In view of the majority’s hard-line opposition to getting into the subject, the growing sophistication of partisan gerrymandering, and with it the ever-more-severe practical disenfranchisement it enables, isn’t going to matter any more in the future than it does right now. So what this decision does as a practical matter — beyond launching celebrations among the Republican lawmakers and lawbreakers who control a majority of the country’s state legislatures — is direct concern over gerrymandering into different channels.
The silver lining of the Supreme Court’s retreat from interest in partisan gerrymandering is that it has led the Court to defer to recent efforts to attack the practice on state constitutional grounds. That’s what happened last year when the Pennsylvania Supreme Court struck down a GOP-drafted congressional map and substituted its own: As Republicans everywhere howled, the U.S. Supreme Court shrugged and refused to review the case. Today’s decision obviously leaves open the avenue of state redistricting reforms (whether undertaken by legislatures or ballot initiative) that drastically limit politically motivated discretion in redistricting procedures. But the timing is inauspicious for slowly building momentum for redistricting reform with the decennial Census and the next round of map-drawing just around the corner.
No matter what happens at the state level (or in Congress, which could theoretically limited partisan gerrymandering in federal elections), the decision is deeply dissatisfying to anyone who believes justice should be the overriding motive of the Supreme Court in cases touching on the most fundamental rights. And that was the real travesty of Robert’s decision, as Kagan rightly pointed out:
For the first time ever, this Court refuses to remedy a constitutional violation because it thinks the task beyond judicial capabilities.

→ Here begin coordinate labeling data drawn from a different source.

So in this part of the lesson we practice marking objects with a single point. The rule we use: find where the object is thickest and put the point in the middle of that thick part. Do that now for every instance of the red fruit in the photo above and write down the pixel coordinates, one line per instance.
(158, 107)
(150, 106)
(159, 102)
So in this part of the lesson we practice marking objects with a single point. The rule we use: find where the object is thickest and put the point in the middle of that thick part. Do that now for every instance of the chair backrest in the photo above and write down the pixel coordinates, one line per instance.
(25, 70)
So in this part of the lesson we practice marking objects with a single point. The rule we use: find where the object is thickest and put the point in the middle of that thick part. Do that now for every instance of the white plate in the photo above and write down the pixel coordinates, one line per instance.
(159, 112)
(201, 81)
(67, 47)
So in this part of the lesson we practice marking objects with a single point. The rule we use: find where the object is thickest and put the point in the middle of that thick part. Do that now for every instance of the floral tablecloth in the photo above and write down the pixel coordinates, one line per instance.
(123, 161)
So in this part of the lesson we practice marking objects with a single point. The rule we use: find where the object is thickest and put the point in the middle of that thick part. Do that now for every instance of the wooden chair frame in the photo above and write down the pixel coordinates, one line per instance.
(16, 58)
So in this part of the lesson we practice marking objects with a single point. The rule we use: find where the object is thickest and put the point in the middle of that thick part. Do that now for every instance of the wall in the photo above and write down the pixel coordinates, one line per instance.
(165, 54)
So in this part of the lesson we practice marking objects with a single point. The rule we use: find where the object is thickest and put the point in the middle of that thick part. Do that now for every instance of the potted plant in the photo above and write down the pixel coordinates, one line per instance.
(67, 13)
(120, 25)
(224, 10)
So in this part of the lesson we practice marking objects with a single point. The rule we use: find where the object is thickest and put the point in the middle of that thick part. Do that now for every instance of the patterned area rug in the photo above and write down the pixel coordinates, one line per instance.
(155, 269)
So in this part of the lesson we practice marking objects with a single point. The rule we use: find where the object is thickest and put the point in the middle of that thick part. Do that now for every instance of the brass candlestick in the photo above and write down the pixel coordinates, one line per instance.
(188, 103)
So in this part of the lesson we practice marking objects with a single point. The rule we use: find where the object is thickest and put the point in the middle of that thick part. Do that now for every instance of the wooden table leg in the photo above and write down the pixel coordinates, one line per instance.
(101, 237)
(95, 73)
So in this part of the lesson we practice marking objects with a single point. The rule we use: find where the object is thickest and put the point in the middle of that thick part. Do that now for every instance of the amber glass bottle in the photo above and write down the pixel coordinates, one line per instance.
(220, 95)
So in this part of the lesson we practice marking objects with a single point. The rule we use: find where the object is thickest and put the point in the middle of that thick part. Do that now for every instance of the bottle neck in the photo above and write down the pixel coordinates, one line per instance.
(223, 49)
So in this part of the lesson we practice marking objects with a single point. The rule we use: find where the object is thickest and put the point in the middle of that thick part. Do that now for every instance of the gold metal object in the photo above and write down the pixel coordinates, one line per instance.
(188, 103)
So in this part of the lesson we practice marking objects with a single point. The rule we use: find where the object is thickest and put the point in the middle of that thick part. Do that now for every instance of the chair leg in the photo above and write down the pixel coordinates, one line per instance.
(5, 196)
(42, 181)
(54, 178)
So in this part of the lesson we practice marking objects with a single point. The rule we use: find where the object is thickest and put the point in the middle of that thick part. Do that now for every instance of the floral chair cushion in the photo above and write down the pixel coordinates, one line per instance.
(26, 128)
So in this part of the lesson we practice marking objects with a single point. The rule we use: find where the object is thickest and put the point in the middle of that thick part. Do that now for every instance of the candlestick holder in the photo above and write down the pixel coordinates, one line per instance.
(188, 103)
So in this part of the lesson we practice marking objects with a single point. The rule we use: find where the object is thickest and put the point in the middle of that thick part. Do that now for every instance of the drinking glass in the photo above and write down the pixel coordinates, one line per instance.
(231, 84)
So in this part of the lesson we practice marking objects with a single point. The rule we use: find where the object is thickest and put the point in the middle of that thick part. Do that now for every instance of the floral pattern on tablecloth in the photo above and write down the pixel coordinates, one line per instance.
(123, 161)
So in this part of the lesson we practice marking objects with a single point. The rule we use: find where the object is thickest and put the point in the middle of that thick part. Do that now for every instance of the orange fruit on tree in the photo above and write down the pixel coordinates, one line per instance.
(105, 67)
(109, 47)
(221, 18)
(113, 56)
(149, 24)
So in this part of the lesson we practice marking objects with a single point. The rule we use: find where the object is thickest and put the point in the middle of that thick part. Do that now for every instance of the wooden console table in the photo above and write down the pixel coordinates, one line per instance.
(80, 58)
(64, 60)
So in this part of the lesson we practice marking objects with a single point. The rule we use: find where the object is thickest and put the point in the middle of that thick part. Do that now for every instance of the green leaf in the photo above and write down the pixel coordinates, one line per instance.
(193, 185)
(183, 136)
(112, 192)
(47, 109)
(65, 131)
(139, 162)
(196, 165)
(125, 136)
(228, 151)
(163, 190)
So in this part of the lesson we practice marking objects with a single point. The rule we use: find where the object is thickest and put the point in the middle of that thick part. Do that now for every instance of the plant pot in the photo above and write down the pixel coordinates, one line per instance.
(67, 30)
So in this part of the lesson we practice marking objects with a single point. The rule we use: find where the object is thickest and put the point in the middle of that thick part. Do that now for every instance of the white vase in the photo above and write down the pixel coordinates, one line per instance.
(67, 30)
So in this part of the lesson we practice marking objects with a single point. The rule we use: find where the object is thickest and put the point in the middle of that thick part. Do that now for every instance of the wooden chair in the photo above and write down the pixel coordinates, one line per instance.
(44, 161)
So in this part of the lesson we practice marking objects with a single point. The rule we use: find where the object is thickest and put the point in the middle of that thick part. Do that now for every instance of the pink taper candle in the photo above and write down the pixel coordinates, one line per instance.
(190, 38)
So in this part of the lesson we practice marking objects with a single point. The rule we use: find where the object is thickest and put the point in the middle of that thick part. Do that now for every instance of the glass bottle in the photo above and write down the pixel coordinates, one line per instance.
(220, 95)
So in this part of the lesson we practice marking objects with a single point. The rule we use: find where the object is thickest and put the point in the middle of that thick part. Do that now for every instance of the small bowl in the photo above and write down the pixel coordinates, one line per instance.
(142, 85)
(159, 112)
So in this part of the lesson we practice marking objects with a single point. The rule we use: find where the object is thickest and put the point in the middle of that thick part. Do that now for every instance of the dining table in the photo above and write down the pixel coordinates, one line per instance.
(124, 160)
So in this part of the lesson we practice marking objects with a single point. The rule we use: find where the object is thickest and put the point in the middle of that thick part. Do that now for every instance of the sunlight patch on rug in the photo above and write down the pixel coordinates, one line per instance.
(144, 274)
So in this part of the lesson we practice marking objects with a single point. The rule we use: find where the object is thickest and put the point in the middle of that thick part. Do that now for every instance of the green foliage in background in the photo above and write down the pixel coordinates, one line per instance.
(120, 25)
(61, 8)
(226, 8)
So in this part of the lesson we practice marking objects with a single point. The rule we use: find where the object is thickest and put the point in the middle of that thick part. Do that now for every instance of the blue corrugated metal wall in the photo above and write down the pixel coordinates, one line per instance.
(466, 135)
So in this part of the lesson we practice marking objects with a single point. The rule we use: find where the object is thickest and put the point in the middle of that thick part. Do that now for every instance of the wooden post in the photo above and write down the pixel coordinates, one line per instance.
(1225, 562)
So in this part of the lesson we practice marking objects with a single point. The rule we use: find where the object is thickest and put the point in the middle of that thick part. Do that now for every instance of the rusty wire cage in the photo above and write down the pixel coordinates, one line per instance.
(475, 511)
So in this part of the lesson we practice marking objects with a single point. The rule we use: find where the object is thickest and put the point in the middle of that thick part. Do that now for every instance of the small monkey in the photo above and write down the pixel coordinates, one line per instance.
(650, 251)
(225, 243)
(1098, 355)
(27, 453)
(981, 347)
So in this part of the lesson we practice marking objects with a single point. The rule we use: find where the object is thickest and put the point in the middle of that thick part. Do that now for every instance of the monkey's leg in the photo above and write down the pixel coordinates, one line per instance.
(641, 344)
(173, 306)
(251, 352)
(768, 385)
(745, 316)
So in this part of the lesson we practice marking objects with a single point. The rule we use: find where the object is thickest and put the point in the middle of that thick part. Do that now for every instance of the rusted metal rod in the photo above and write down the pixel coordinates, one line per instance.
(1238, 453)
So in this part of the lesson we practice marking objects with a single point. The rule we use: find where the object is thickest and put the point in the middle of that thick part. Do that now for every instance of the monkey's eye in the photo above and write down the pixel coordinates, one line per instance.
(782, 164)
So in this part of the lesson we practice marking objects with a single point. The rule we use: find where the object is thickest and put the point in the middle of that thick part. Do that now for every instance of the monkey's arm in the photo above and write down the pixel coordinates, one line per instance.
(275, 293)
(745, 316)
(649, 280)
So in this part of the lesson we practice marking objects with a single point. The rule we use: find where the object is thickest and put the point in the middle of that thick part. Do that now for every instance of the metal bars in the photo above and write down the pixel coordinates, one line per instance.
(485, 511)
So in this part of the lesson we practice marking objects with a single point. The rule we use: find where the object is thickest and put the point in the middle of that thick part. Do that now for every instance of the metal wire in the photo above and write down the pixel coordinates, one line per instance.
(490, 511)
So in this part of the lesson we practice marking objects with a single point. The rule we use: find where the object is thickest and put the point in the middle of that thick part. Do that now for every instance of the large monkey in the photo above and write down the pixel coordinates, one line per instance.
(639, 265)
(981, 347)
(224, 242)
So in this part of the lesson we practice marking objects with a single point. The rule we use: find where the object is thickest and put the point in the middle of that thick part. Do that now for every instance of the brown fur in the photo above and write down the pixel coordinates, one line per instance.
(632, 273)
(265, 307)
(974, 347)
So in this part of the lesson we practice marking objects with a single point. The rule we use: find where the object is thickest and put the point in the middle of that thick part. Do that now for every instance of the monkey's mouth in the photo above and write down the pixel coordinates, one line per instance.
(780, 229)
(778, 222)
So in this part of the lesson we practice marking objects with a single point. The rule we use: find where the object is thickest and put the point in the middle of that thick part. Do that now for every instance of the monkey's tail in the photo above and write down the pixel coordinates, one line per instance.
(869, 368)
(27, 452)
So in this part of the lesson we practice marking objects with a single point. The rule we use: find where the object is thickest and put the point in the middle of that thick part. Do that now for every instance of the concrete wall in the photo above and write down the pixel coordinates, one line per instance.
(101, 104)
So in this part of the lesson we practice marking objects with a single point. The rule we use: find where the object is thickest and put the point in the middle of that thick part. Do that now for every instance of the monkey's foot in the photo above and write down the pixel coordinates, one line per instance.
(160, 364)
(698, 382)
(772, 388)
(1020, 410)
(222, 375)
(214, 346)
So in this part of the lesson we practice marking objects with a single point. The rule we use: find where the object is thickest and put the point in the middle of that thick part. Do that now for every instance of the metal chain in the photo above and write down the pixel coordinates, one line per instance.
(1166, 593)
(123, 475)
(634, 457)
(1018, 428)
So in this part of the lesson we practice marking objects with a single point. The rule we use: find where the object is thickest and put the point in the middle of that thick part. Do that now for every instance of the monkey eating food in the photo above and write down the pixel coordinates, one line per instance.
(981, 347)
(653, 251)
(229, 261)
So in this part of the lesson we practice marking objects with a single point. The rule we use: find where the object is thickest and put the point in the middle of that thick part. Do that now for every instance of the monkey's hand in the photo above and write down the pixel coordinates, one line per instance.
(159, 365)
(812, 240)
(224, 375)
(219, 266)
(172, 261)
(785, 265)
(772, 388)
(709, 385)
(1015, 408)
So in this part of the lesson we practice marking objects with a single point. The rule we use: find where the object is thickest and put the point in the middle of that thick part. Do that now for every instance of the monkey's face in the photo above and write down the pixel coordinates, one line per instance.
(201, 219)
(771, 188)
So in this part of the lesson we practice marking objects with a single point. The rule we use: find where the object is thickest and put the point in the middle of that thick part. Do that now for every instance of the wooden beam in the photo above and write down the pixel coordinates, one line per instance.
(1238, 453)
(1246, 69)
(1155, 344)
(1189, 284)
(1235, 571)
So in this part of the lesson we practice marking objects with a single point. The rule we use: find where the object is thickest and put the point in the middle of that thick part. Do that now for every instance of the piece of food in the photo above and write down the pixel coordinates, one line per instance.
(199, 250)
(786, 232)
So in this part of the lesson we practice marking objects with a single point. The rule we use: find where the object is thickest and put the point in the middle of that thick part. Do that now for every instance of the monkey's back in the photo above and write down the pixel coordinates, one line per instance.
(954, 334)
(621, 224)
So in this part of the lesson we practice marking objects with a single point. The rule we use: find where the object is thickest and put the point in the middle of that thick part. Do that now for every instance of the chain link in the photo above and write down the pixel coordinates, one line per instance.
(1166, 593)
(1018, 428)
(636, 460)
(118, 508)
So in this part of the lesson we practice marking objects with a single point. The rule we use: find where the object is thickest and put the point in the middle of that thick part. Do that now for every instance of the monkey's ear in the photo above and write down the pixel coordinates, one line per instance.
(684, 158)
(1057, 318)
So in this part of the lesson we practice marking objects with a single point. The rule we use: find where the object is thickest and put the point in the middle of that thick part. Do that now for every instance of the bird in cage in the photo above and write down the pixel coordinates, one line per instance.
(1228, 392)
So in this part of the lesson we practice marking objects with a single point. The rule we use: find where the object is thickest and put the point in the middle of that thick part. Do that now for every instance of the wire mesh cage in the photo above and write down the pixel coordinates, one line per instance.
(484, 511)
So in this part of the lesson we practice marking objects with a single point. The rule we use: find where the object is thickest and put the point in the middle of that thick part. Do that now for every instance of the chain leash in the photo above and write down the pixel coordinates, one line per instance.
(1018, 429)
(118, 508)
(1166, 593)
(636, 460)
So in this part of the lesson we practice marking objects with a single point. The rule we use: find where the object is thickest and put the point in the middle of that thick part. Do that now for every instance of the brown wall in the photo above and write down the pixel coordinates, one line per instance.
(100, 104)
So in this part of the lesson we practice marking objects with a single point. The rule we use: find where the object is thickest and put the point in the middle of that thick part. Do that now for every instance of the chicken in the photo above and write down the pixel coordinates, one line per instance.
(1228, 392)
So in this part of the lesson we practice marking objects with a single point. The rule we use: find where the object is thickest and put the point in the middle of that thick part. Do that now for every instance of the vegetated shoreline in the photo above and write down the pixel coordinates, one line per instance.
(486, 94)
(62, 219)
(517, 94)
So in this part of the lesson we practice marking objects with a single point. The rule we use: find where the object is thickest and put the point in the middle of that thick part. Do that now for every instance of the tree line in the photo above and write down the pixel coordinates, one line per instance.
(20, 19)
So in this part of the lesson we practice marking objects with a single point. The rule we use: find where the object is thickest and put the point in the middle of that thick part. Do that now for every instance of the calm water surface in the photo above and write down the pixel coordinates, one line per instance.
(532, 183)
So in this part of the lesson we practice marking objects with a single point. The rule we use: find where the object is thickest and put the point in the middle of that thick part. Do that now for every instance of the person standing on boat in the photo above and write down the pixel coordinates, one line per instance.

And not just any constitutional violation. The partisan gerrymanders in these cases deprived citizens of the most fundamental of their constitutional rights: the rights to participate equally in the political process, to join with others to advance political beliefs, and to choose their political representatives. In so doing, the partisan gerrymanders here debased and dishonored our democracy, turning upside-down the core American idea that all governmental power derives from the people.
Anthony Kennedy should be ashamed of himself for taking a pass on the opportunity to deal with this problem before heading off to retirement. It may never again arise in the U.S. Supreme Court.